Interner vs. externer Datenschutzbeauftragter: Der große Vergleich

Einleitung – Die Qual der Wahl

Unternehmen, die nach DSGVO verpflichtet sind, einen Datenschutzbeauftragten (DSB) zu bestellen, stehen vor einer zentralen Frage:
Soll die Aufgabe intern vergeben oder extern an einen spezialisierten Anbieter ausgelagert werden?
Beide Optionen haben Vor- und Nachteile – und diese Entscheidung wirkt sich direkt auf Kosten, Effizienz und Rechtssicherheit aus.

Definition – Was macht ein Datenschutzbeauftragter?

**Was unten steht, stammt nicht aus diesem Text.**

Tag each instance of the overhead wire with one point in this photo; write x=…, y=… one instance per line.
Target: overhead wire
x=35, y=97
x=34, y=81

Ein Datenschutzbeauftragter ist gemäß Art. 39 DSGVO verantwortlich für:

  • Beratung zur Einhaltung der Datenschutzgesetze
  • Schulung und Sensibilisierung der Mitarbeiter
  • Überwachung der Datenschutz-Compliance
  • Zusammenarbeit mit Aufsichtsbehörden
  • Beratung bei Datenschutz-Folgeabschätzungen (DSFA)
 

Interner Datenschutzbeauftragter – Vorteile und Nachteile

Vorteile:

  • Kennt interne Prozesse und Strukturen bereits
  • Direkter Zugriff auf Kollegen und Abteilungen


Nachteile:

  • Hohe Kosten für Ausbildung und Pflichtweiterbildungen
  • Fehlende Praxiserfahrung direkt nach der Schulung
  • Interessenkonflikte möglich, wenn der DSB gleichzeitig andere Funktionen ausübt
  • Starker Kündigungsschutz, der Flexibilität einschränkt
  • Einsatz eigener Ressourcen, was Kapazitäten bindet

Externer Datenschutzbeauftragter – Vorteile und Nachteile

Vorteile:

  • Spezialisierte Expertise aus vielen Branchen
  • Schneller Start ohne lange Einarbeitung
  • Planbare Kosten als Betriebsausgabe
  • Neutralität & Objektivität
  • Höhere Akzeptanz bei Mitarbeitern
  • Schnelle Reaktionszeiten bei Anfragen von Behörden
  • Häufig Vergünstigungen bei Cyberversicherungen


Nachteile:

  • Muss zunächst mit internen Abläufen vertraut gemacht werden
  • Kein permanenter Vor-Ort-Ansprechpartner (außer bei gebuchten Service-Modellen)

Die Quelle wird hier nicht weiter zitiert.